We shouldn't overgeneralize anecdotes, and some critics of college culture do spin Middlebury-type events into a dubious narrative of constant and increasing censorship. But whether things are getting worse or not, we should agree to condemn the students who physically attacked Murray and his entourage, who forced Heather Mac Donald to flee, who responded to Yiannopoulos by smashing windows and setting fires, who shouted down Christina Hoff Sommers, who no-platformed the American Civil Liberties Union, who invaded Suzanne Goldberg's classroom. Meanwhile, illiberal students' threats of violence have caused colleges to spend prohibitively large amounts of money on security measures—sometimes passing those costs along to the student group sponsoring a controversial speaker. Again, whether this constitute a "crisis" depends upon your definition of the word, and your frame of reference. There's less illiberalism in community colleges and some state schools, and more of it in the most elite liberal arts colleges—Middlebury, Yale, Reed, the Claremont colleges, etc.

All that said, critics of the crisis narrative are right to push back on the most extreme declarations of doom on campus. It's certainly true that there are bigger threats to free speech than illiberal college students. (President Donald Trump is no defender of free expression.) And pundits on the right frequently commit two mistakes related to political correctness: They overdramatize the danger to their own beliefs and minimize the danger for everyone else.

In fact, the biggest factor that might have led to the crisis narrative being overhyped is something Yglesias, Sachs, and Hartman all declined to mention in their articles: the amount of media coverage being paid specifically to political correctness on campus. The College Fix (where I used to work), Campus Reform, and Red Alert Politics are just a few of the news websites that came into existence in the last decade to serve the explicit function of calling attention to college free speech debacles. They frequently document real instances of serious abuse on the part of censorious campus entities, filling a role that simply didn't exist until recently. These stories are increasingly discussed on conservative talk radio and Fox News, where students undermining free speech has become a deservedly popular topic. Since vastly fewer outlets were reporting on these incidents prior to 2010, it may seem like they are becoming more frequent just because they're getting more attention. In the 2000s, a far-left student group that published a list of insane demands might have received nothing more than token acknowledgment from the campus newspaper. In 2018, the same student group might get wall-to-wall national coverage and criticism.

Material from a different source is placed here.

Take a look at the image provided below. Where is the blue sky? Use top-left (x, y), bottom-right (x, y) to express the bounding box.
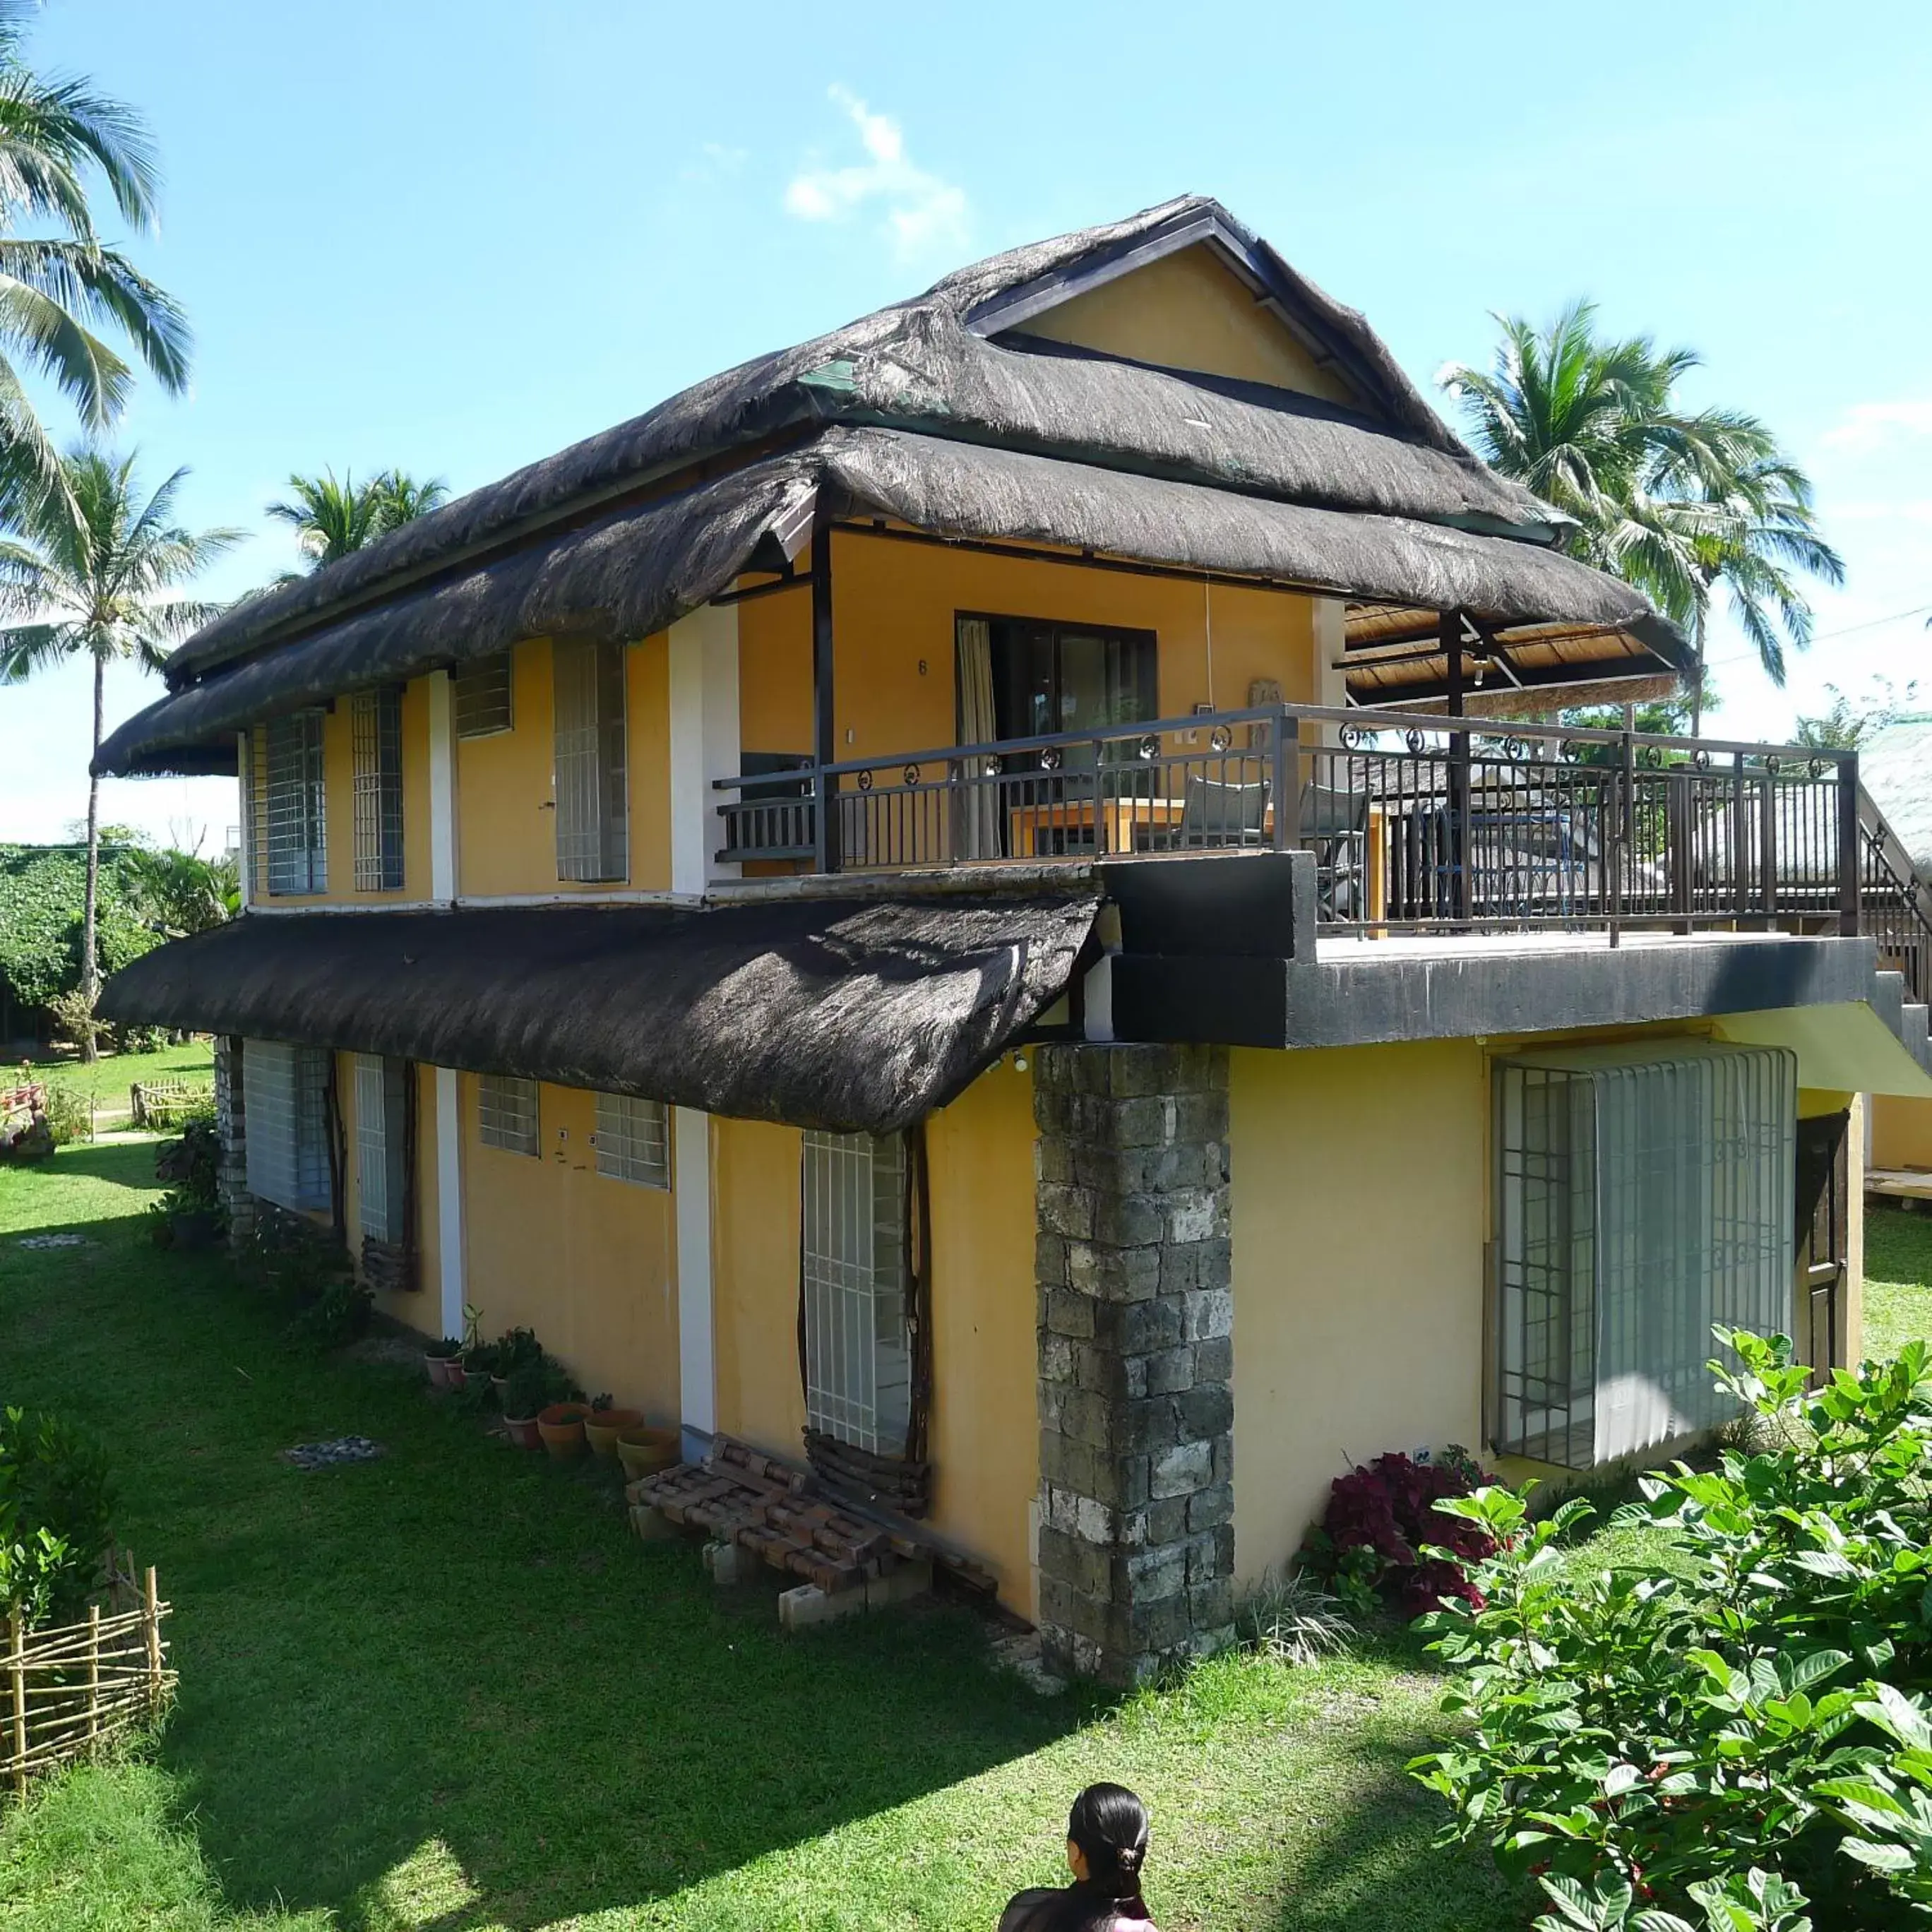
top-left (3, 0), bottom-right (1929, 845)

It can be hard to tell whether an already existing phenomenon is simply being covered more completely, or whether a new phenomenon came into being sometime around 2012. Either way, it shouldn't be so hard to admit that some radicals have resorted to violence and property destruction to prevent other students from hearing a dissident perspective, and that this is not a good thing. If we shouldn't exaggerate how often this happens, we shouldn't write it off entirely either.

Yglesias's piece concludes by noting that a lot of not-totally-related things end up being denounced as political correctness run amok. Sometimes anti-P.C. crusaders are angry about true instances of abject censorship on campus, other times they just want the left to be more forgiving of wrongthink. The latter cases aren't examples of censorship, properly defined. It's certainly true that some anti-P.C. diehards, in their zeal to oppose the left, come out sounding as censorious as the people they're criticizing.

But there's just one group of people who agree, for instance, that violence is justified in order to prevent Nazi sympathizers from speaking: the far left. And relative to the rest of the country, elite liberal arts campuses are havens for far-left thought. So it shouldn't be beyond belief that the hate-speech-isn't-free-speech view has taken root among a group of radical activists who now command more power to shut down debate on campus.